It’s Never Completely Broken, It’s Never Completely Fixed

images1-150x150You’ve heard the saying, “The squeaky wheel gets the grease.”? Do you have any squeaky wheels in your church? I know I have in mine. There have been times when I didn’t want to give the squeaky wheel grease but instead the boot! In a larger church the senior pastor has more buffers (associates) between he and the squeakers than the pastor of a smaller church. Someone once said that ignorance is bliss, but if you pastor a smaller church you’re not ignorant about anything that goes on in your church. It all reaches your desk. All the complaints, all the great ideas, all the squeaky wheels.

Over the years I have pastored in five different churches. In each church there has been someone who felt (and felt a need to tell me) that my church was “drifting aimlessly on the ocean”, “totally out of touch with the needs of people”, “going to hell in a hand basket.” And you know…sometimes I would believe them. Until I had enough sense to stop and take an inventory of what was going on in the church that was good, that was working, that was bearing fruit. There’s always something you can find that is good. Part of leading a church is remembering that it is never completely broken, and it’s never completely fixed.

There will always be those squeaky wheels that feel everything is wrong in your church.
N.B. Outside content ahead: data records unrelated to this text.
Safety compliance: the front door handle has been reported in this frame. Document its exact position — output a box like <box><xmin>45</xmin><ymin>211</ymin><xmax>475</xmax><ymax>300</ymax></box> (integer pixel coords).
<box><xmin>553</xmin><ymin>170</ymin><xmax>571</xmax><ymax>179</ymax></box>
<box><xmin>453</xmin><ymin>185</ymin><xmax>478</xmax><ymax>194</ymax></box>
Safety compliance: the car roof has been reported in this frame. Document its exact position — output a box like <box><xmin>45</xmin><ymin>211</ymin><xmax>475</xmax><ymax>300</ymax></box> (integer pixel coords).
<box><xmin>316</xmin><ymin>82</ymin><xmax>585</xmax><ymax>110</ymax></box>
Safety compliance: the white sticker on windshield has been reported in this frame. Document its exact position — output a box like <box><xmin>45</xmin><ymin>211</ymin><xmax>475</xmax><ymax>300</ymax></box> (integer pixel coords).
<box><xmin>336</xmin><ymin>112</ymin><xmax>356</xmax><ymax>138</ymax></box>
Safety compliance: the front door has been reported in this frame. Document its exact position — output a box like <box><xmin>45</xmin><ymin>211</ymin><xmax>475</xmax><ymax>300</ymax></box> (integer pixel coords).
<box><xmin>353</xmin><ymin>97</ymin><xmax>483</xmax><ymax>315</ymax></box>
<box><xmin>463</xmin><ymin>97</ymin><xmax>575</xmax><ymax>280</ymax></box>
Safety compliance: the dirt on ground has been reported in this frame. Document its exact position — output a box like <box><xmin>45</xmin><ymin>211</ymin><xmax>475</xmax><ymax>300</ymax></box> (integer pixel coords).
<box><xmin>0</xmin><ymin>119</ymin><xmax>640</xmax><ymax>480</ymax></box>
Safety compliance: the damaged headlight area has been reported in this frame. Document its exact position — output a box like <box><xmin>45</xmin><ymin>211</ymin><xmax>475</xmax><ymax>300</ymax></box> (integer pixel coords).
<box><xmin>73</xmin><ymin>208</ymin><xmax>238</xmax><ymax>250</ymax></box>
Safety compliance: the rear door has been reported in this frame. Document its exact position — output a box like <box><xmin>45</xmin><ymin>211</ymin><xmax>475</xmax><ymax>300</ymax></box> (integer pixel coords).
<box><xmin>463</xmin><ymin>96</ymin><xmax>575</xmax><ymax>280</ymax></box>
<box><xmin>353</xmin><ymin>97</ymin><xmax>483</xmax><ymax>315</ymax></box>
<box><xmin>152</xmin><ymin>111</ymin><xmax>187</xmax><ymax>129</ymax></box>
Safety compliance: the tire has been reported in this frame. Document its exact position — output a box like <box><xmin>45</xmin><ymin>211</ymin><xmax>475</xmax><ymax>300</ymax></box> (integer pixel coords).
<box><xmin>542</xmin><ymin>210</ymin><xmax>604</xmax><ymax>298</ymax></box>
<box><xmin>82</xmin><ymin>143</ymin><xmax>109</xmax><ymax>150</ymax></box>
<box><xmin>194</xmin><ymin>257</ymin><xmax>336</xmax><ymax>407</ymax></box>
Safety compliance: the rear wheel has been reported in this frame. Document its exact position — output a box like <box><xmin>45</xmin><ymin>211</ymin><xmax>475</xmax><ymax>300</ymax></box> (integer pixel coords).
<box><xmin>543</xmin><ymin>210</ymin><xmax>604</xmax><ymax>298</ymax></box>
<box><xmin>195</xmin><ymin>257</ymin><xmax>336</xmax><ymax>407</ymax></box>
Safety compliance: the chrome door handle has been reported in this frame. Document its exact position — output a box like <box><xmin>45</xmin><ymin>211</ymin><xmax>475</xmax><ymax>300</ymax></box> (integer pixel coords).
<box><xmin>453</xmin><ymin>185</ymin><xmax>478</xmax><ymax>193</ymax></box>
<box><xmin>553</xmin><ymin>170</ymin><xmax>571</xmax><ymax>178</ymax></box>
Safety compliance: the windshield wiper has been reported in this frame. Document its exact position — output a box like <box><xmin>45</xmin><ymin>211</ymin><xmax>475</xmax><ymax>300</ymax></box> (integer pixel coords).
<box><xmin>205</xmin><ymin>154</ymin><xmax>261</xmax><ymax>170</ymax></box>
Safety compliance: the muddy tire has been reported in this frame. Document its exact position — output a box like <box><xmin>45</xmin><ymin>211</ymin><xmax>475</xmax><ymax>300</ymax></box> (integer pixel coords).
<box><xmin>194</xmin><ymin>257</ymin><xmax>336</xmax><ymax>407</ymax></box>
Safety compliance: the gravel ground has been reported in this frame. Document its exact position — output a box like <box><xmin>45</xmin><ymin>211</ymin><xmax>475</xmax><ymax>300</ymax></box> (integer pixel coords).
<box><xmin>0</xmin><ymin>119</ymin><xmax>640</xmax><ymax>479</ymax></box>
That’s never a true assessment. And don’t forget, if someone says “There’s a lot of people that feel the same way I do”, he’s usually referring to himself, his spouse, and maybe one other person.

While it’s true that a church always has things it needs to work on (never totally fixed), it’s also true that there are good things going on as well (never totally broken). Don’t let the complainers suck the joy and objectivity out of you. Draw up a list of what is good, what is working, who is being blessed, and what your church does well. Remember, it’s never completely fixed and it’s never, never completely broken.